NB: This note is part of a series of my personal notes on API Security. To understand what API Security is, please read my Introduction Note on the subject
Understanding Throttling and Rate Limiting
Rate limiting is a method for restricting how many requests or actions a user or system can make in a given amount of time. It helps in preventing misuse, excessive resource utilization, and ensuring fair usage of services or APIs. Rate limitation contributes to the stability and security of the system by placing limits on the amount of requests.
Rate limitation and throttling are similar, but throttling concentrates on regulating the rate of data transfer or processing. In networking and computing contexts, it is frequently employed. Throttling limits the speed at which data is transferred or processed, minimizing congestion and making sure the system runs at its maximum efficiency. This method is frequently used to prevent overburdening servers, networks, or other hardware, which could result in failures or performance degradation.
My Experience
Sometime ago, I witnessed some exploitations in of the FinTech projects i was working on that just rolled out for public Beta, it was a mobile app, the exploiters captured the Requests from the app to the server using tools like "HTTP Toolkit ↗️" while they register and perform some initial transactions.
They found one service endpoint that performs a financial transaction and launched their attack on that. Initially, the endpoint performs series of monetary operations in the following order:
- verifies authentication
- validates input data
- checks user's financial qualification
- proceeds to perform the business transaction if the user is qualified, which requires an external service interaction.
- upon a successful response from the external service, updates the user's financial qualification (basically deducting some qualification points).
From the steps above, you might have guessed what the flaw in that flow is, right? 😞 well, i should've updated their financial qualification before proceeding to the external service, and if that one later fails, revert the update.
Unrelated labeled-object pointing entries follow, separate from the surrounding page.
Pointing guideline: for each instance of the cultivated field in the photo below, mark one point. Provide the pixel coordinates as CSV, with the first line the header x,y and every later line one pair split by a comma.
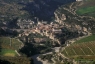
x,y
80,49
8,46
10,43
86,39
8,52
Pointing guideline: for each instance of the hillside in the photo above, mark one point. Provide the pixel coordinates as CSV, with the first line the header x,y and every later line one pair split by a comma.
x,y
29,9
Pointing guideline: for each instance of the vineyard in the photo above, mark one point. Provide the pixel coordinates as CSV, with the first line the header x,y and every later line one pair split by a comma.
x,y
81,49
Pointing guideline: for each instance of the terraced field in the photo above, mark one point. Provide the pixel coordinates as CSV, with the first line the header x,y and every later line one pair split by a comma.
x,y
8,46
8,52
81,49
86,39
10,43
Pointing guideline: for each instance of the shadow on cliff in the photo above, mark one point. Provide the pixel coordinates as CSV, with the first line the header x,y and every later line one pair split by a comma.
x,y
44,9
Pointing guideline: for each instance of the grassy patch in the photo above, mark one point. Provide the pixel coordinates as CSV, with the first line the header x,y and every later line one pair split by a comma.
x,y
86,10
85,50
10,43
87,39
8,52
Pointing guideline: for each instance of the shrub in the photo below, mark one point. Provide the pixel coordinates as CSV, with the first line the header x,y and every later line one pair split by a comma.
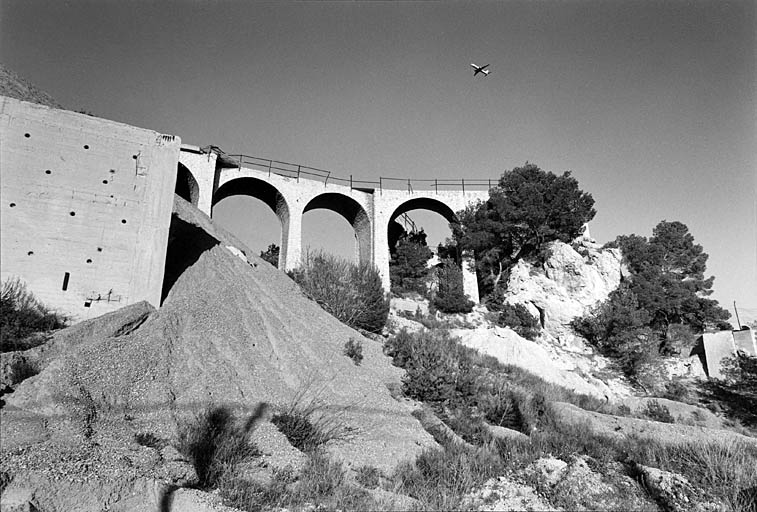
x,y
437,370
215,446
449,296
657,412
354,350
368,476
407,268
517,317
271,255
306,423
21,315
353,293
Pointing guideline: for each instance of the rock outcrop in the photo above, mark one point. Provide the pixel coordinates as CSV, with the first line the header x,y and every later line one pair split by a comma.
x,y
570,282
232,331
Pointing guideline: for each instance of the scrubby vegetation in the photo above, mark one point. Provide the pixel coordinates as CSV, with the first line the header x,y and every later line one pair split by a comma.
x,y
527,209
271,255
22,315
663,300
468,391
450,296
353,293
354,350
408,271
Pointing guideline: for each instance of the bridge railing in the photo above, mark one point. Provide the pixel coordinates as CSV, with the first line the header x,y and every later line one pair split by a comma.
x,y
298,171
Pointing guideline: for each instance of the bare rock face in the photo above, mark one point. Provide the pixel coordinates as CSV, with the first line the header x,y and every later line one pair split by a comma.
x,y
509,348
568,285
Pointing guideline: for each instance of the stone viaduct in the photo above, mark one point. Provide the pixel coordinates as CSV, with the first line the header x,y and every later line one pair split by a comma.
x,y
208,176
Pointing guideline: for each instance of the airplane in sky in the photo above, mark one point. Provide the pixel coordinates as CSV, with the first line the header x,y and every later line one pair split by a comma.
x,y
480,69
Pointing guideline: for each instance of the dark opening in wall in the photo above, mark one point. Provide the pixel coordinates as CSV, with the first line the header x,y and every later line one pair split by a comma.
x,y
186,185
186,242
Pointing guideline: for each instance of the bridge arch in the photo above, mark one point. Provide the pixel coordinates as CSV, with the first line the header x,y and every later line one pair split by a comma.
x,y
354,213
268,194
186,185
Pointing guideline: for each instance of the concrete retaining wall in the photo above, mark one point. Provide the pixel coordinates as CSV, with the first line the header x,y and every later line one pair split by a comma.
x,y
85,207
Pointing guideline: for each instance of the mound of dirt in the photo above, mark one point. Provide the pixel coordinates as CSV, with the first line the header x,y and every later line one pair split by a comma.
x,y
232,331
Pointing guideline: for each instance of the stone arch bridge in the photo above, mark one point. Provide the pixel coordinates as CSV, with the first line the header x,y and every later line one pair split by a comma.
x,y
206,176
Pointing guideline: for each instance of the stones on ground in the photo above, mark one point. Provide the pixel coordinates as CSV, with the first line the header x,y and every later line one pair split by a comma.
x,y
504,494
674,492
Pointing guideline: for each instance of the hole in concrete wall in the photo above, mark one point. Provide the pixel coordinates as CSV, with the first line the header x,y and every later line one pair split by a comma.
x,y
186,185
186,242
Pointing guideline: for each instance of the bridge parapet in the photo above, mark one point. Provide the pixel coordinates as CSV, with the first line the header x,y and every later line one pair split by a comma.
x,y
291,190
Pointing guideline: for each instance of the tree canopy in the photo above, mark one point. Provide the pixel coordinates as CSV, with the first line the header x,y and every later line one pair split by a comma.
x,y
667,277
527,209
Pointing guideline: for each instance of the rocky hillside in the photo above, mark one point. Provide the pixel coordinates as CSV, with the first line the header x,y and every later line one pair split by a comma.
x,y
14,86
232,331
This is a major security step taken in Blockchain smart contracts to prevent reentrancy attacks, i knew about that because i've worked in a couple of blockchain projects and have written smart contracts myself, but i never thought it'd be a problem in traditional Web 2.0
The exploiters made multiple requests to the endpoint with same payload, at the exact same time (few milliseconds difference tho).
The result of this was that they were able to pass the financial qualification check at the same time before it was updated after the business transaction with the external service. When the execution has got to the point of deducting qualification points, they had already performed 5 business transactions at the qualification of 1, the deduction code ran and now resulted in them having a minus points balance.
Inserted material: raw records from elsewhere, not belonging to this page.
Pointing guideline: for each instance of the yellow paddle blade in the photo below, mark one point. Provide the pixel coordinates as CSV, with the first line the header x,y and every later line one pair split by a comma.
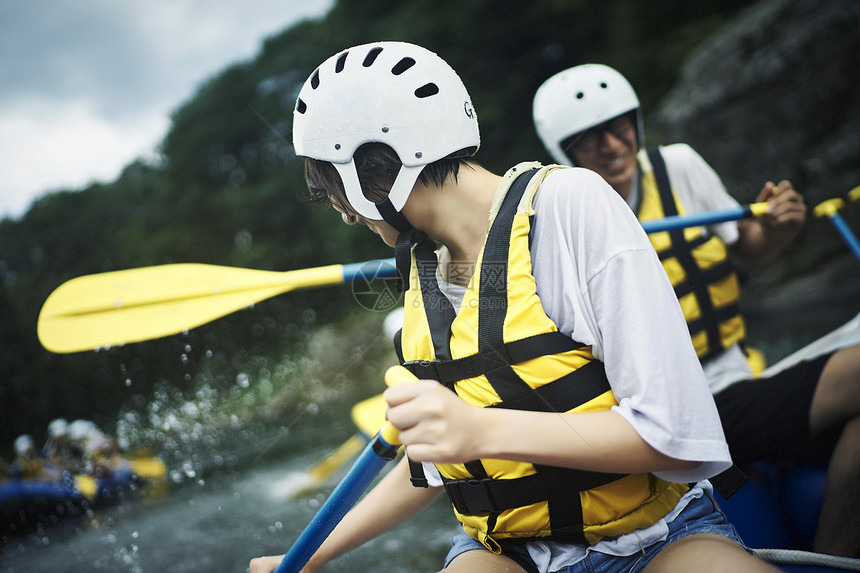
x,y
148,468
87,486
369,415
122,307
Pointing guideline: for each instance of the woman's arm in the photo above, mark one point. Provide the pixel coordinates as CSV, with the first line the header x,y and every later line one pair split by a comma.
x,y
393,501
438,426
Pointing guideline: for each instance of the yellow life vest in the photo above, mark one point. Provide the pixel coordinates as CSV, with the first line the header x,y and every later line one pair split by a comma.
x,y
698,266
503,351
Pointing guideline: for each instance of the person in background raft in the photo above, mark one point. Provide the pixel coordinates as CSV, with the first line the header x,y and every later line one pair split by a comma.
x,y
565,443
589,116
29,464
59,448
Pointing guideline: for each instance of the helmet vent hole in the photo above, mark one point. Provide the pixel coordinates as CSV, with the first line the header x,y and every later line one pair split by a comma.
x,y
341,62
427,90
371,57
402,66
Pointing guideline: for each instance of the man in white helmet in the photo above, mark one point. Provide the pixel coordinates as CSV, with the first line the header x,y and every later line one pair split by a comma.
x,y
59,448
559,436
589,116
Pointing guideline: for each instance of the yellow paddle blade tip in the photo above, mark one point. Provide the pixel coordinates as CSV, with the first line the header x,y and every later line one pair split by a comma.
x,y
828,208
758,209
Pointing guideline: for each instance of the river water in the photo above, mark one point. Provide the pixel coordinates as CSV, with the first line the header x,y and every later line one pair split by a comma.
x,y
233,491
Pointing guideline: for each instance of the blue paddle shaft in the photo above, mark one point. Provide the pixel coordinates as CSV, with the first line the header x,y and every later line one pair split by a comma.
x,y
843,229
696,219
363,471
370,269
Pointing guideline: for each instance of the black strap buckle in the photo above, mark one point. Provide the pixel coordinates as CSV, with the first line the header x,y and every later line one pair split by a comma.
x,y
471,496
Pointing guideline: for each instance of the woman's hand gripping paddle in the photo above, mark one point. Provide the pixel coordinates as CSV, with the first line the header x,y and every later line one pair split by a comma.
x,y
381,449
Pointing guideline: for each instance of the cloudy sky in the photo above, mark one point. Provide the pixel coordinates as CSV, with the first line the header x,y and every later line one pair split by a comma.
x,y
86,86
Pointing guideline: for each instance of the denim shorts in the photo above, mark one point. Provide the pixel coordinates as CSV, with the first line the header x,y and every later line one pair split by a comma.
x,y
702,515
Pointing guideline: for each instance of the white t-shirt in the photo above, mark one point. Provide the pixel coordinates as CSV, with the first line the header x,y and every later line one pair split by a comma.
x,y
601,282
699,189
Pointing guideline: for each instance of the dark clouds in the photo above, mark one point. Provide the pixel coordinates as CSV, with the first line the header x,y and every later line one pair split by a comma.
x,y
87,86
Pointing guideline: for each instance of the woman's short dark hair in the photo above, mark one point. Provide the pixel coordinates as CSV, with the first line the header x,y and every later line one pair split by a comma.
x,y
377,166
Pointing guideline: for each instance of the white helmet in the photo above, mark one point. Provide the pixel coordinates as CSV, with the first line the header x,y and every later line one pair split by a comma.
x,y
23,444
580,98
395,93
58,427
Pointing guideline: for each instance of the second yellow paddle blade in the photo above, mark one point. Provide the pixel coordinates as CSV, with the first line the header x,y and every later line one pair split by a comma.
x,y
122,307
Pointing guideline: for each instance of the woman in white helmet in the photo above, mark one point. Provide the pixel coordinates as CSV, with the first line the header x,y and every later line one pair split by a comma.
x,y
521,310
589,116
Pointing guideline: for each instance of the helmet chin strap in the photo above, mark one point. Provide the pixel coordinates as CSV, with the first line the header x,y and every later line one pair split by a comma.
x,y
390,208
// Deduction the cost of the operation
pointsBalance -= operationCost
/**
* at a balance of 10, with an operation cost of 5,
* if we are to deduct 5 five times, we'll be left with -15
* */ My Solution - An AdonisJs Implementation
To fix this, the first thing i did was to change the order of the operations, updating their financial qualification first before proceeding to the external business logic. This appears to be a perfect solution but it isn't.
I created a script file and added a for loop, making requests to the same endpoints in in the loop, the requests happen almost at the same time too. with a point balance of 5 and an operationCost of 5, the multiple requests would pass that check, and proceeded to the next block of code which updates the balance, at the same time. That was when i knew i needed some kind of rate limiting.
I didn't know AdonisJs already has an inbuilt feature for throttling and rate limiting, so i tried creating a middleware to record time of a user request and the next time they should make another request (10 secs interval)
export default class TimeLockedApiCall {
public async handle({ auth, request, response }: HttpContextContract, next: () => Promise<void>) {
// code for middleware goes here. ABOVE THE NEXT CALL
const user = auth.use('api').user!
console.log(DateTime.now().toString())
if (user.nextApiCallAfter) {
// Update the Next Call Allowed Time to Next 5 Seconds
if (DateTime.now() >= user.nextApiCallAfter) {
await user.merge({ nextApiCallAfter: DateTime.fromMillis(Date.now() + 10000) }).save()
} else {
// Put the User On Pending Fraud Check
console.log('Fraud Check Activated')
return response.status(429).json({
status: 429,
message: 'Fraudulent Activity Detected, User Has Been Put On Pending Fraud Check',
})
}
} else {
await user.merge({ nextApiCallAfter: DateTime.fromMillis(Date.now() + 10000) }).save()
}
await next()
}
}Long story short, the code above didn't work, yeah, shame 😅. the script could still bypass that time check because they're running a few milliseconds difference. I then started looking around, i discovered that AdonisJs has what i'm looking for and it's been right there in their documentation.
export const { httpLimiters } = Limiter.define('global', ({ auth, request }) => {
const user = auth.use('api').user!
return Limiter.allowRequests(1)
.every('10 sec')
.usingKey(String(user.id))
.limitExceeded((error) => {
error.message = 'Fraudulent Activity Detected, User Has Been Put On Pending Fraud Check'
error.status = 429
// Put the User On Pending Fraud Check
console.log('Fraud Check Activated')
// A key-value pair of headers to set on the response
// console.log(error.headers)
})
})The Adonis limiter comes with a throttle middleware when configured, which then follows what is defined above.